China's Shanghai steel futures rose on Friday, with rebar rebounding while hot-rolled coil extended gains as falling inventory suggested firm demand.
The most-active construction steel rebar contract on the Shanghai Futures Exchange for January 2020 delivery, closed up 1.2% at 3,344 yuan a tonne, the highest in nine days.
Futures for Shanghai hot-rolled coil steel, used in cars and home appliances, extended gains to a fourth session. It ended up 0.8% at 3,360 yuan.
Steel product inventories in China notched up a third weekly decline in the week to Oct. 25, down 600,000 tonnes from the previous week at 9.85 million tonnes, marking the lowest level since mid-January, data compiled by Mysteel consultancy showed.
The most-traded iron ore contract on the Dalian Commodity Exchange, for January 2020 delivery, rose 3% in the week ended Oct. 25, the biggest rise since Sept. 16. It closed up 2.1% at 635 yuan a tonne on Friday.
The jump in iron ore prices came after Brazilian miner Vale SA released lower-than-expected quarterly earnings as the iron ore exporter tries to overhaul its operations after a deadly dam collapse.
Meanwhile, demand for iron ore was also rekindled as China's top steelmaking city Tangshan lifted its orange smog alert from late Thursday.
Shanghai stainless steel future dropped 0.6% to 14,960 yuan a tonne. Other steelmaking materials gained, with Dalian coking coal edging up 0.3% to 1,258 yuan a tonne and Dalian coke rising 1.2% to 1,794 yuan.
Benchmark spot 62% iron ore cargoes were unchanged at $86.5 a tonne on Thursday from a day earlier.Brazil's Vale said it expected to recover 50 million tonnes in iron ore capacity in 2020-2021.
A fire at a steel mill in China's top steelmaking Hebei province, with annual capacity at 2 million tonnes, killed 7 people on Thursday.

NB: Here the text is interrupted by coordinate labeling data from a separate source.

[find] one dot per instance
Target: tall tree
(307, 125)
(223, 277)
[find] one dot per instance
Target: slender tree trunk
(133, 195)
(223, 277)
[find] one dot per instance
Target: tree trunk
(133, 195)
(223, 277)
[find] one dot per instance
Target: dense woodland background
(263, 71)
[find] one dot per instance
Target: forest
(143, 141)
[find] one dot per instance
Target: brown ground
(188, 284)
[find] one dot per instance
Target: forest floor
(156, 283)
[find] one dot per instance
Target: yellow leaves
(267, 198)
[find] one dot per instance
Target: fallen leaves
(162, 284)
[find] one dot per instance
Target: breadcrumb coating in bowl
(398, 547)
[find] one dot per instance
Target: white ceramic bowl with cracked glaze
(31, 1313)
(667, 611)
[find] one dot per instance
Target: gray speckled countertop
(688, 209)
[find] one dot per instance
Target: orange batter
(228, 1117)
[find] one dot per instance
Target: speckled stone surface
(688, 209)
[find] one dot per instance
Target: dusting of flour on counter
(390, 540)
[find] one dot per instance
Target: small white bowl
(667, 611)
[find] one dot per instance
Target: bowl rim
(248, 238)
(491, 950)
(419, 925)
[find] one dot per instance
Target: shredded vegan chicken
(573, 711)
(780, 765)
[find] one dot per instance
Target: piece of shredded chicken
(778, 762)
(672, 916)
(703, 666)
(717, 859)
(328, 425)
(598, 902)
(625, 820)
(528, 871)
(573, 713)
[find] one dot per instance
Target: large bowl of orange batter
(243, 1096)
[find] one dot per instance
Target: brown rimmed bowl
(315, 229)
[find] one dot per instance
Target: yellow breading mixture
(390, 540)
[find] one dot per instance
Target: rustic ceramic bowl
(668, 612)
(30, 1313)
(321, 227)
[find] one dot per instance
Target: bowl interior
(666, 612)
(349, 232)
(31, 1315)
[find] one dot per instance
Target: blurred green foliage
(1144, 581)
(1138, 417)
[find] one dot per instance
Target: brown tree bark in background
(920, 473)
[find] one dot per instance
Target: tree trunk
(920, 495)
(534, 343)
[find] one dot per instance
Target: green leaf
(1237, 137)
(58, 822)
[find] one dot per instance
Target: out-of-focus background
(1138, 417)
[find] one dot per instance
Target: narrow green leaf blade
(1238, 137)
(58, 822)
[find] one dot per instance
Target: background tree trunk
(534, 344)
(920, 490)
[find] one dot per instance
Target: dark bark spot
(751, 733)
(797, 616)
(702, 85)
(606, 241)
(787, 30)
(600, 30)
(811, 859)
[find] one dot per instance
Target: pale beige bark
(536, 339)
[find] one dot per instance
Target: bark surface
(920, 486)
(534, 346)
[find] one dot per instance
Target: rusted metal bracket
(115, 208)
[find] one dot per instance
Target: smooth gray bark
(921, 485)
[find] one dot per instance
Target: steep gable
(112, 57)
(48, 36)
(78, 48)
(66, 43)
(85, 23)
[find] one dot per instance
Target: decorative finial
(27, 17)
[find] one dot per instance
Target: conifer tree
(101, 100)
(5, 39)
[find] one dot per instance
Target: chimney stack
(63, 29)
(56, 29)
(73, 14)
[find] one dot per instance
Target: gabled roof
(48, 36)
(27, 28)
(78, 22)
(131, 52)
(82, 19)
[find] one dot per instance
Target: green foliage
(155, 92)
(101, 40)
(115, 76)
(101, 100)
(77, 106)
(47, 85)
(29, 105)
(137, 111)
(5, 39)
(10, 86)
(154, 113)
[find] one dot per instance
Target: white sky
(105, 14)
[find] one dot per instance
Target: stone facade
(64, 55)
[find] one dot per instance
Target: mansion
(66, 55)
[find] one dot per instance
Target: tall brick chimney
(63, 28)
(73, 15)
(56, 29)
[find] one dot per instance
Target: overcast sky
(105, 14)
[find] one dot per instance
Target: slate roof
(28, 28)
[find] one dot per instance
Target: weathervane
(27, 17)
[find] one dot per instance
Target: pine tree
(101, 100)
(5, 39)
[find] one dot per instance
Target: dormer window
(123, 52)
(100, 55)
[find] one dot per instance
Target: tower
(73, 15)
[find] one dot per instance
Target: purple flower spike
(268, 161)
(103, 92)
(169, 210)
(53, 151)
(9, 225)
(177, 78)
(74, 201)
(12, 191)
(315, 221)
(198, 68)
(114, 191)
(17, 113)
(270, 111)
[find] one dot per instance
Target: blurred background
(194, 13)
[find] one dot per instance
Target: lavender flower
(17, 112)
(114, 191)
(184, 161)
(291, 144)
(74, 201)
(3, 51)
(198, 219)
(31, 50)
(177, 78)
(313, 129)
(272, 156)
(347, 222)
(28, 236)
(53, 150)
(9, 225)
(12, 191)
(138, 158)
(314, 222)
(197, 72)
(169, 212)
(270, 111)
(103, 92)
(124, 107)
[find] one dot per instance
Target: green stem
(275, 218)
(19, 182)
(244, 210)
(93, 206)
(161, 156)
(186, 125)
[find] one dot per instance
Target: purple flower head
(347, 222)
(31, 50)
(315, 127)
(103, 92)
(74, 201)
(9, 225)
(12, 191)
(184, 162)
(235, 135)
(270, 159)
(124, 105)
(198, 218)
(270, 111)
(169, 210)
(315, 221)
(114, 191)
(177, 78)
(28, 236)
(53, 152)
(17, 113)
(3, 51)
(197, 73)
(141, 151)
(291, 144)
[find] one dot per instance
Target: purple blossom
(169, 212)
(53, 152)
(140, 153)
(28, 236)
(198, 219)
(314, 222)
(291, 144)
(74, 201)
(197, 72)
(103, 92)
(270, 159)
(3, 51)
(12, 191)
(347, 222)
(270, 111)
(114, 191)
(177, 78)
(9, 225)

Top US and Chinese trade officials will discuss plans on Friday for China to buy more US farm products, but in return, Beijing will request cancellation of some planned and existing US tariffs on Chinese imports, people briefed on the talks told Reuters.
China commercial banks sold a net $3.4 billion of foreign exchange in September, compared with net sales of $5.4 billion in August, the foreign exchange regulator said.